3.7. Applied-Bias Photon-to-Current Efficiency (ABPE)

ABPE efficiency for d) CdS-MoS₂-rGO film and other control films. Firstly, the potential converted to RHE instead of Ag/AgCl (3 M KCl) at 25 °C, by Equation[36]:

V_RHE = V_Ag/AgCl + 0.210 + 0.059 × pH

(1)

When ( V_Ag/AgCl = −0.75 V ) at (pH = 7), the V_RHE value be =( −0.077 V). then after, the applied-Bias Photon-to-Current Efficiency was calculated via equation[37]:

η_ABPE(V) = |J(V)| × (1.23 - V_RHE) / P_in × 100%

(2)

(when η represent the efficiency , J the net photocurrent density in unit A/cm-2 (calculate substituted light current – dark current) and P_in represent the power simulated light sources in unit W.cm^-2 . After Substituted the numbers into the equation last equation, the efficiency can be calculated as can show in Figure 6.

Overall, the photoelectrochemical performance trends observed for the different compositions can be directly correlated with their structural and interfacial characteristics. Variations in MoS₂ and rGO content influence catalytic site density and charge-transport pathways, as reflected by changes in charge-transfer resistance, reaction kinetics, and hydrogen evolution rates.
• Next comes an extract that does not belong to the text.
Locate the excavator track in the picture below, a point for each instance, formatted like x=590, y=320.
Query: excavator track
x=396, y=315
This consistent behavior across structural, electrochemical, and catalytic analyses establishes a clear structure–performance relationship within the CdS–MoS₂–rGO system.

5. Conclusions

CdS–MoS₂–rGO thin-film electrochemical -photocathode prepared a single and scalable precursor ink exhibited synergistic improvement in PEC-HER at neutral pH. The optimized 86:9:5 composition ratios shows; (i) higher photocurrent and less-negative onset potential than all other controls film, (ii) lowiceest illuminated Rct wth highest Cdl, which reflected the faster interfacial charge transfer and largest ECSA, (iii) a lowest illuminated Tafel slope around (~85 mV dec⁻¹) resulted in improved HER kinetics, (iv) a stable over 1 hour of operation with only ~4% current loss through chopped-light testing, and (v) hydrogen evolution rate verified substantially by GC. All resulting data demonstrated the cooperative mechanism within tri-composite CdS-MoS₂-rGO.Where CdS generated photo-charges carriers, rGO provided channels for electrons transmission with minimal resistive loss, and finally MoS₂ that supplied Co-catalytically competent at edge sites. CdS-MoS₂-rGO film within ration 86:9:5 respectively was optimized mechanism functions making it superior to their binary implementations.
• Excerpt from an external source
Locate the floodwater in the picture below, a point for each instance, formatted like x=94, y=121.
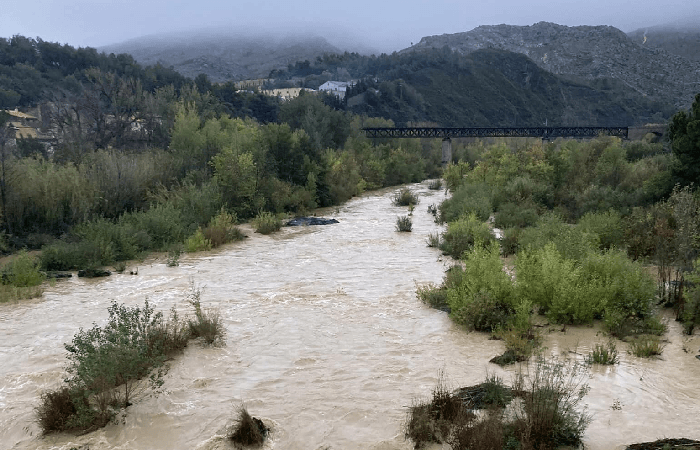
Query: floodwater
x=326, y=342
In spite of CdS–MoS₂–rGO photocathode exhibited an excellent performance under halogen lamp illumination and maintains stability for 1 h, further investigation under standard AM 1.5G simulated sunlight as well as extend durability of testing are required to validate scalability. In addition, while CdS provides strong visible absorption, its intrinsic toxicity and photocorrosion risk could limit large-scale application unless passivation gc Environmental risk assessment and toxicological evaluation of CdS-based photocathodes will be addressed in future studies focused on long-term operation and large-scale deployment.